In the local business scene, Community Business notes that 10 out of 52 blue-chip companies have not appointed a single woman to their board of directors.
That ranks Hong Kong one of the lowest in terms of workplace equality and inclusiveness among global financial centers.
It’s not a hopeless case, however. Women representation on the boards of Hang Seng Index companies actually increased to 13.8 percent this year, from 12.4 percent in the previous year. But that’s still quite low when compared with Malaysia’s 19.1 percent and also short of the ideal quota of 30 percent.
Only one local blue-chip company, Hang Seng Bank, has a female chief executive. But let’s keep our fingers crossed that another woman, Laura Cha, will ascend to the chair of Hong Kong Exchanges and Clearing next month.

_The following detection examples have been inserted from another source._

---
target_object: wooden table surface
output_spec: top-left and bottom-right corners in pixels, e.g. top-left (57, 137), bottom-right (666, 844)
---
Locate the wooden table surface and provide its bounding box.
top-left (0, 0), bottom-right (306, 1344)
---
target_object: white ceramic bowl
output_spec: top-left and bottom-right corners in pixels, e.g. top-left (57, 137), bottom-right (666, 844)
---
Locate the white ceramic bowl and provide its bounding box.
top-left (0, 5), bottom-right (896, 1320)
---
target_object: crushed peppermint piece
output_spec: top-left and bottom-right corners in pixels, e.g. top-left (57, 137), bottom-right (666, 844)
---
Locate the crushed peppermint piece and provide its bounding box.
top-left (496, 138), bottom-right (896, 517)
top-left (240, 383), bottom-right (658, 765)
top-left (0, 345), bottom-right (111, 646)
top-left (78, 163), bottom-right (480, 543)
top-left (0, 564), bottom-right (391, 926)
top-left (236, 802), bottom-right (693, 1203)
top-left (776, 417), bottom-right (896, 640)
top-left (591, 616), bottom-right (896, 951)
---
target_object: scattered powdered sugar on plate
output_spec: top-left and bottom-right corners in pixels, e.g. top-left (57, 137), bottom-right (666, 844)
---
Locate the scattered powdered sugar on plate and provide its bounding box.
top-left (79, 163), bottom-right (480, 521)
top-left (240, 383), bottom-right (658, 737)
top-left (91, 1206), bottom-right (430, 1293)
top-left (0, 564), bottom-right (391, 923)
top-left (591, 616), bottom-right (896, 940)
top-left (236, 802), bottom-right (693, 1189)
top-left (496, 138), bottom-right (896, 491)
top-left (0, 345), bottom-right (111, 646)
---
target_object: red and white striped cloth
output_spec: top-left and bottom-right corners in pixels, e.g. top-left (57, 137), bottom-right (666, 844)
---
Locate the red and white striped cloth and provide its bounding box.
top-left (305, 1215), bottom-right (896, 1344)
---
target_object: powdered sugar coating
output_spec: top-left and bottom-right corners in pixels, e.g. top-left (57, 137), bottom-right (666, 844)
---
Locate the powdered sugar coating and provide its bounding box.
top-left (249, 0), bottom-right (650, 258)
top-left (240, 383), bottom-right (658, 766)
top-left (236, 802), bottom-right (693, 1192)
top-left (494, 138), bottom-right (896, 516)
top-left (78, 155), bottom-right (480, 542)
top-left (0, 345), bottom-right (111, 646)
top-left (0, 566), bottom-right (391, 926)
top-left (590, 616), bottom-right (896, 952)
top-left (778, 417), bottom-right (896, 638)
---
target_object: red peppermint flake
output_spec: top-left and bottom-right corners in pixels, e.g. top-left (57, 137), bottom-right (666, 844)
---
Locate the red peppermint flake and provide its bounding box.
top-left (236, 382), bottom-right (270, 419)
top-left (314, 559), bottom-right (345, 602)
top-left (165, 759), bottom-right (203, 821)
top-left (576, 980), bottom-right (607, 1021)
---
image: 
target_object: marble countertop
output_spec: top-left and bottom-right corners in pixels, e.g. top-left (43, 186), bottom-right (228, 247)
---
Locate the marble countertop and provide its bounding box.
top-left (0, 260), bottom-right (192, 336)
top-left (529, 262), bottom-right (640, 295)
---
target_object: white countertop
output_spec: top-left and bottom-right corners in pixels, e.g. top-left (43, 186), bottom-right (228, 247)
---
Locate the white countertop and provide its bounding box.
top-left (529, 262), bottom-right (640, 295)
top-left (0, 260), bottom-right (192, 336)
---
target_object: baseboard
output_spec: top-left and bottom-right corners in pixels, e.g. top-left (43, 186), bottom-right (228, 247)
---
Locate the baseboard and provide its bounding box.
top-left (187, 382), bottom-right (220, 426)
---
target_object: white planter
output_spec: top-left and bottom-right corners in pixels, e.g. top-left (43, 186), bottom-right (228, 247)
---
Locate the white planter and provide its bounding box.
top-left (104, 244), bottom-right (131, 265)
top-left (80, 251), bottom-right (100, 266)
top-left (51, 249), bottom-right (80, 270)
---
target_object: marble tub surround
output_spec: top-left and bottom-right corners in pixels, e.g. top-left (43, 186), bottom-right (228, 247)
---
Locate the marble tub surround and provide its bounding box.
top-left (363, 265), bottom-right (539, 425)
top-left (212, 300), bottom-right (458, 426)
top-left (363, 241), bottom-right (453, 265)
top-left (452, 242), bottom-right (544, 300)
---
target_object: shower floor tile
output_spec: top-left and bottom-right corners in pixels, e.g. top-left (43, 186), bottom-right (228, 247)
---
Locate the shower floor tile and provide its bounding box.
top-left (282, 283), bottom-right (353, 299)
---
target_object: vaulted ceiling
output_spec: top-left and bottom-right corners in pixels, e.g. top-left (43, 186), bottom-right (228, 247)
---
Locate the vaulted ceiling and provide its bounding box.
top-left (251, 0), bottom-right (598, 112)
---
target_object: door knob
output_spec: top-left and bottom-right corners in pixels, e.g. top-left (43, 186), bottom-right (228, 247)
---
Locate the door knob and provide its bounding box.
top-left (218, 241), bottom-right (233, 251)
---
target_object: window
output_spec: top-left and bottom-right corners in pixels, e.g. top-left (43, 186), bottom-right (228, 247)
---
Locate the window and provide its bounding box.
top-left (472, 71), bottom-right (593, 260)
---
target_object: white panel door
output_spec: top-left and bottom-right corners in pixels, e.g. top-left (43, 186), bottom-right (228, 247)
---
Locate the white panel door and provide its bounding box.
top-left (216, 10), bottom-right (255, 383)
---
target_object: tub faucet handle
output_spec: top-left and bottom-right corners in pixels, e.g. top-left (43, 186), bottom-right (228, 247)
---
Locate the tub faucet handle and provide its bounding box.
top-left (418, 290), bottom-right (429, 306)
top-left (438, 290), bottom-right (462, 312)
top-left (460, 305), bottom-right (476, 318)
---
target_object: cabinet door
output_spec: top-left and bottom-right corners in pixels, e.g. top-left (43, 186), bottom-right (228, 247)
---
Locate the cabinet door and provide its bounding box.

“It is our firm belief that real progress needs to be driven by business, for business,” said Fern Ngai, CEO of Community Business, a group that seeks to harness the power of business to drive social change. “Companies themselves – their chairpersons, nomination committees, senior leaders, HR directors – must lead the charge with the recognition that gender diversity at the board level and within their organization is an important business imperative that will benefit their business now and in the future.”
The release of the group’s survey on female board members came right after Frances McDormand made her sensational pitch for actors to only sign movie contracts that guarantee gender equality and racial diversity.
It also coincided with the release of another study by INSEAD Emerging Markets Institute and Deutsche Bank, which concludes that gender equality in corporate leadership is far from being achieved in the Asian workplace.
Alexander Prout, head of Deutsche Asset Management for Asia Pacific, said: “It is no secret that gender disparity continues to be an issue for the financial services sector.” He stressed that the issue needs to be addressed both within the company and at the industry level.
He said Deutsche Bank is committed to the development of female talent and proactively aims to increase the gender across the bank, with a particular focus placed on senior corporate levels.
More inclusive measures need to be taken by Hong Kong corporates for our city to be truly considered a global financial center of the 21st century.